The announcement set all of us who cover the industry a-twitter, speculating on everything from what it means for Oracle and Taleo customers, the strategy behind the move, what SAP’s executives must be thinking, who’s next to fall in the acquisition market, who knew about the deal first to what Oracle boss Larry Ellison had for lunch.
What It Means for Oracle
This is pretty clear: It’s the cloud, stupid. Talentmgt.com associate editor Frank Kalman found as much as he picked up some quick reactions to the news this morning. Oracle and its main competitor SAP have become two of the world’s richest and most powerful companies by building incredibly profitable businesses around hosted, on-premise business software. That size and scope can be both asset and liability.
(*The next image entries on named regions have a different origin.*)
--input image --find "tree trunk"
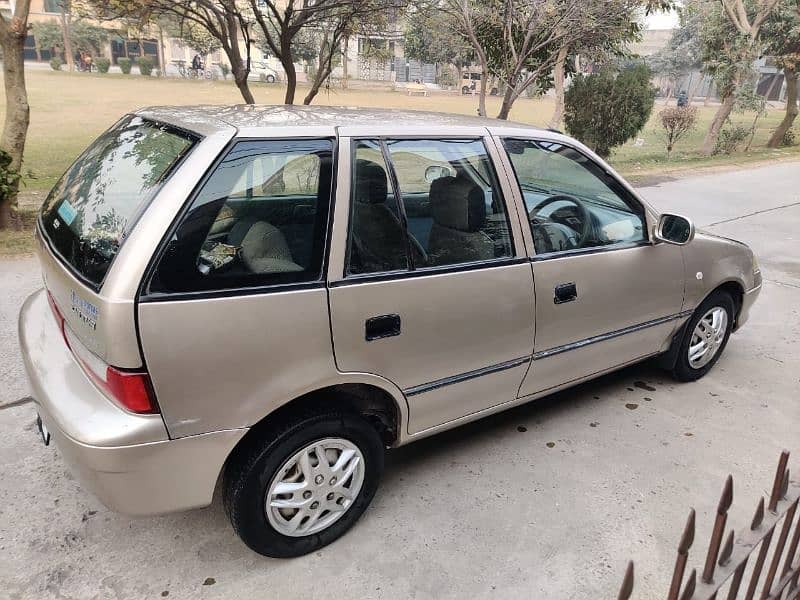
[0,0,30,229]
[767,66,798,148]
[497,85,516,120]
[549,46,567,129]
[278,36,297,104]
[61,1,75,72]
[303,38,332,105]
[233,68,256,104]
[702,94,736,156]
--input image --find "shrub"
[564,65,656,157]
[658,106,697,158]
[712,122,753,154]
[136,56,153,77]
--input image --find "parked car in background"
[19,105,761,557]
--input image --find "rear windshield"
[41,116,196,288]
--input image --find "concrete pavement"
[0,163,800,599]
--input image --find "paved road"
[0,164,800,599]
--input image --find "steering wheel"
[528,194,592,248]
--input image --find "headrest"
[429,177,486,232]
[355,158,389,204]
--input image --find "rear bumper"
[19,290,246,515]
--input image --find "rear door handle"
[553,281,578,304]
[364,315,400,342]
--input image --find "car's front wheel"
[223,412,383,558]
[672,290,735,381]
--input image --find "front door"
[329,135,534,434]
[496,138,686,396]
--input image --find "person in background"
[192,54,203,75]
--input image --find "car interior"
[505,140,646,254]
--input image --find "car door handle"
[364,315,400,342]
[553,282,578,304]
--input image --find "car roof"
[136,104,541,135]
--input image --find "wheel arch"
[220,373,408,490]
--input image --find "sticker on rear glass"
[72,290,99,329]
[58,200,78,225]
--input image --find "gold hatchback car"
[19,106,761,557]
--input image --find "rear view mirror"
[655,214,694,246]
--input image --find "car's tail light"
[47,292,159,414]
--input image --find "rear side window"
[149,139,333,293]
[41,116,196,288]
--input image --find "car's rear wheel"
[223,412,383,558]
[672,291,735,381]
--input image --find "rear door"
[328,130,534,434]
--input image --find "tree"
[403,6,474,82]
[92,0,255,104]
[647,2,703,102]
[550,0,674,128]
[248,0,403,104]
[58,0,75,72]
[0,0,30,229]
[701,0,779,155]
[658,106,697,159]
[174,23,222,56]
[31,19,64,52]
[764,0,800,148]
[564,65,656,157]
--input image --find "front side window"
[41,117,196,286]
[503,139,647,254]
[150,140,333,293]
[349,139,514,273]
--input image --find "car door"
[328,130,534,434]
[502,137,686,396]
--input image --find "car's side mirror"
[655,214,694,246]
[425,165,453,183]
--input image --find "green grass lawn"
[0,70,800,254]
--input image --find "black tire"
[672,290,735,381]
[223,411,384,558]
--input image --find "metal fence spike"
[728,556,750,600]
[781,502,800,579]
[719,529,733,567]
[717,475,733,515]
[767,450,789,512]
[750,496,764,531]
[617,560,633,600]
[680,569,697,600]
[678,508,695,554]
[667,508,695,600]
[761,499,800,598]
Whatever the reason, they’ve been slow to enter the cloud game, where software is delivered over the Internet and data housed on the web, and have been feeling the pinch. SAP said as much when it picked up SuccessFactors.
Oracle’s response has been more homegrown until now. The company recently upped the pace of its Peoplesoft product releases from annually to quarterly to mimic the ability of SaaS-based software to deliver upgrades to customers more quickly and seamlessly. At the same time, the development of the Fusion HCM suite of products was a further step along the way to a true cloud-based product.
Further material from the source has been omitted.